Elle pense à ses deux oncles, campant de chaque côté de la brèche toujours ouverte. D’un côté, le Phalangiste, le benjamin des frères, de l’autre l’aîné, militaire haut placé et soutenu par le Parti Populaire Syrien du chrétien Antoine Saadeh, et proche du parti Baath. Une tragédie familiale banale : le jeune, à l’extrême droite maronite, aux côtés de ceux qui sont entrés dans les camps, qui ont tué, violé, démembré, éventré, piétiné ; le plus âgé, Général aux idéaux égalitaires et laïcs, emprisonné pour son coup d’État loupé, qui combattait du côté de ceux qui défendaient les camps. Entre eux, le silence, impitoyable loi des abîmes criminels, du gouffre où les haines se déchaînent, « Palestiniens », « Israéliens », « Chrétiens », « Musulmans », « Sunnites », « Chiites » – termes ramifiables d’une équation avec divisions à géométrie variable. La fourche politique est inexorablement un drame familial, parce qu’au pays du Cèdre, où le pouvoir est une propriété privée, la violence a tout mangé, jusqu’aux ronces.
La sentence qui sauve ce qu’il reste des meubles arrive enfin : le plat est servi, les professeurs sont invités à aller prendre place à table dans la grande salle.
« Well, it was nice to meet you both. Bon appetite, as you say in French! », conclut le professeur de droit.
Elle n’a plus faim, il a la nausée.
Il est minuit passé, ils n’arrivent pas à dormir, chien de fusil à droite, chien de fusil à gauche, s’enlacent de toutes manières possibles.

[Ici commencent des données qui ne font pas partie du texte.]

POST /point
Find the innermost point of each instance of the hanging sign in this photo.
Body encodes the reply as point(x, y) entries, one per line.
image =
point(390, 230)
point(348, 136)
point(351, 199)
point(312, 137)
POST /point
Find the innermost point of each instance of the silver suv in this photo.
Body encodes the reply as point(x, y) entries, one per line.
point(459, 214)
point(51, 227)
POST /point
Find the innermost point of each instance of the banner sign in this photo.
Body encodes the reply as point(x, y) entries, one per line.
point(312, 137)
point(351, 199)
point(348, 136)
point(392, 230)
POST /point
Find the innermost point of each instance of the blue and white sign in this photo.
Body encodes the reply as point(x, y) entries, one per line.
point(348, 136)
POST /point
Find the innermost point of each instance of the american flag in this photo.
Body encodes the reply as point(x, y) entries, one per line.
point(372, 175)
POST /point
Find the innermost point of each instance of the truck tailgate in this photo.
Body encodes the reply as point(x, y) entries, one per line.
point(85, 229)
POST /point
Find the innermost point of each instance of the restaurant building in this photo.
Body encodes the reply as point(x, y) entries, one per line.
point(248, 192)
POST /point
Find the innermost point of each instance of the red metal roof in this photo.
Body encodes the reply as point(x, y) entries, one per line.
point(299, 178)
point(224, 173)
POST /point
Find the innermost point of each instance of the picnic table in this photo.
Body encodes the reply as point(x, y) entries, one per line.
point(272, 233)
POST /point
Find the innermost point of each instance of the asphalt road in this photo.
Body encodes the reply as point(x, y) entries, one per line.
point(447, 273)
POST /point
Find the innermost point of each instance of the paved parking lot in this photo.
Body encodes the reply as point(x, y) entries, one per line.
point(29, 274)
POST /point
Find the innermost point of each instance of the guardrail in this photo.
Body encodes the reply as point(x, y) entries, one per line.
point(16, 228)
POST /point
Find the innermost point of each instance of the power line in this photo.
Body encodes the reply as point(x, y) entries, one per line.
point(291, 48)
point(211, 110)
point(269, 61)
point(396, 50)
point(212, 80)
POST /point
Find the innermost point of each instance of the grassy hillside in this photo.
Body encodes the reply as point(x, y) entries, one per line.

« You know what would make me really happy ? », murmure-t-elle.
« What ? »
« To hike in Alaska ».
Ils rient de connivence.
« Let’s go see the grizzlies then ».
Ils s’embrassent, en espérant rêver, cette nuit, de paysages non-humains.
Beyrouth-Tel Aviv, 2021 ; Entrée
Elle voit un numéro +972 s’afficher sur son écran. Rejette immédiatement l’appel. Elle est folle ma sœur, se dit-elle. Elle lui écrit un texto par WhatsApp.
N’appelle pas sur la ligne
tu veux que je finisse à Roumieh[2] ?!
Tu es parano !
Certes, elle sait que dans ce nid d’espions on a mieux à faire que de surveiller une Française venue rendre visite à sa famille, mais les phrases de ce Général qu’elle avait entendu, alors adolescente, se sont durablement incrustées dans son esprit : « Le Liban est officiellement en guerre contre Israël, et la loi libanaise interdit tout contact avec l’État hébreu et ses citoyens ». Elle pense aussi au réalisateur Ziad Doueïri, et à certains autres, amis ou personnalités, qui ont été jugés au regard de l’article 285 du code pénal « interdisant toute visite en territoire ennemi, sans autorisation préalable ». Et puis la loi de boycottage d’Israël datant de 1955 qui condamne toute personne physique ou morale d’entrer en contact avec des Israéliens, ou quiconque résidant en Israël. Petite satisfaction compensatoire, elle se remémore comme un réflexe tous ses amis et amants israéliens, franco-israéliens, israélo-américains, -argentins et autres, et elle se dit que l’histoire des États a toujours un temps de retard par rapport à ce que tissent les individus, que certains États sont un squelette de dinosaure dont la cavité cérébrale est hantée par le même écho depuis des décennies.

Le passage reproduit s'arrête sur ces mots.